# help looking for the- decca engineer ship photo



## Ian (Mar 27, 2004)

hi i need a ship called the decca engineer, i belive it was salvesen ship, can anybody help thnks don its most important to me.

im also looking for a ship called starella survey ship was a trawler from hull originally.


----------



## ruud (Dec 6, 2004)

Ahoy Don,

I don't think she was a Salvesen, she belonged to Decca Navigator Co. Ltd.
Suply vessel built in 05-1966 at Brooke Marine Ltd.Lowestoft[332]
IMO:6607460
Call/Flag Sign:GOYQ
Haven't a clue where these piccies come from.


----------



## gdynia (Nov 3, 2005)

ruud said:


> Ahoy Don,
> 
> I don't think she was a Salvesen, she belonged to Decca Navigator Co. Ltd.
> Suply vessel built in 05-1966 at Brooke Marine Ltd.Lowestoft[332]
> ...


Believe all the Decca boats were bought by a guy in Great Yarmouth and rechristened Bon Esprite, Bon Accord etc. Last saw a one in Ghana a few years ago being used for Air Diving. Theres photos of her in SN


----------



## ruud (Dec 6, 2004)

Ahoy,
The Starella[II] became St.Matthew.
*Starella* (2)
Registry:301645
Fishing#:H219
Built:Beverley
Year:1960
Engine: Diesel
GRT/NRT:606/207
Lenght:165.0
Beam:30.5 
Details:1975 became Arctic Rebel 1979 to Colne Shipping. 
became Offshore stand-by and safety vessel St. Matthew 1/5/79


----------



## Ian (Mar 27, 2004)

*starella, marrs*

hi rudd

thnks again for your kind help, can you find me a photo of the starella when she was a survey ship , she also went on a 9 month expedition to find the bismark with a dr bollard, in the 1980s i believe, i think she had a funnel or something on her aft.


----------



## lochluichart (Aug 24, 2005)

The Starella yuou are looking for was a converted stern trawler.


----------



## gdynia (Nov 3, 2005)

lochluichart said:


> The Starella yuou are looking for was a converted stern trawler.
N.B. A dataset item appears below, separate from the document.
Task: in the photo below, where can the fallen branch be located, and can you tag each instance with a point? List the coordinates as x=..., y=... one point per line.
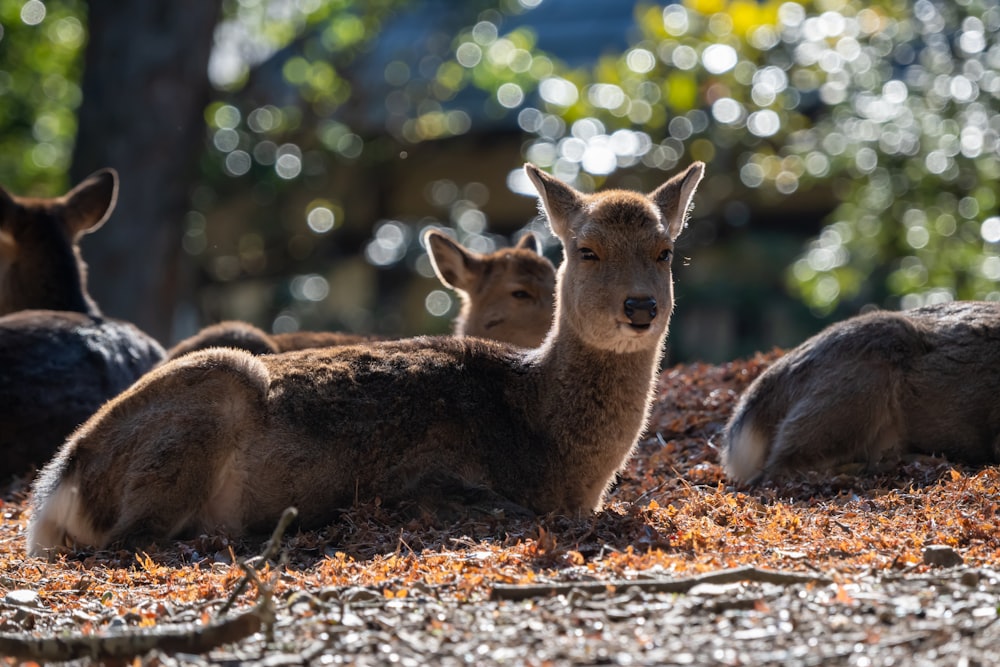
x=187, y=638
x=270, y=551
x=682, y=585
x=169, y=639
Was she not the one Mars had as a Weather ship in the Atlantic before the ***ulus came along


----------



## Ian (Mar 27, 2004)

*starella - HULL*

lochluichart

yes thats the one with she was with marrs, can you get a picture of the starella from anywere ive looked but just cant find one. thnks for your help


----------



## Ian (Mar 27, 2004)

*Starella*

gdynia
YES THIS IS THE ONE CAN YOU HELP WITH A PICTURE OF HER THNKS DON.


----------



## lochluichart (Aug 24, 2005)

Don,

I have been through Google looking for photo with no luck.
Plenty of references to her and to Starella(I).
Marrs sold her in 1989 but have been unable to find anything after then.
Sorry


----------



## brasal (May 2, 2008)

Don if you are still looking for the decca engineer she is now operating in cyprus with the name Brasal supporter ill get u some photos shortly as she is in dry dock at the moment


----------



## cappy (Mar 16, 2008)

Decca Engineer was managed by Salvesen Marine ( offshore ltd )Aberdeen. in 1980/1981


----------



## david.hopcroft (Jun 29, 2005)

Don...

Have a look at this....

http://www.photoship.co.uk/JAlbum Ships/Old Ships Sl/slides/Starella-01.html

This is one of three. Click the right arrow to see the others.

David
+


----------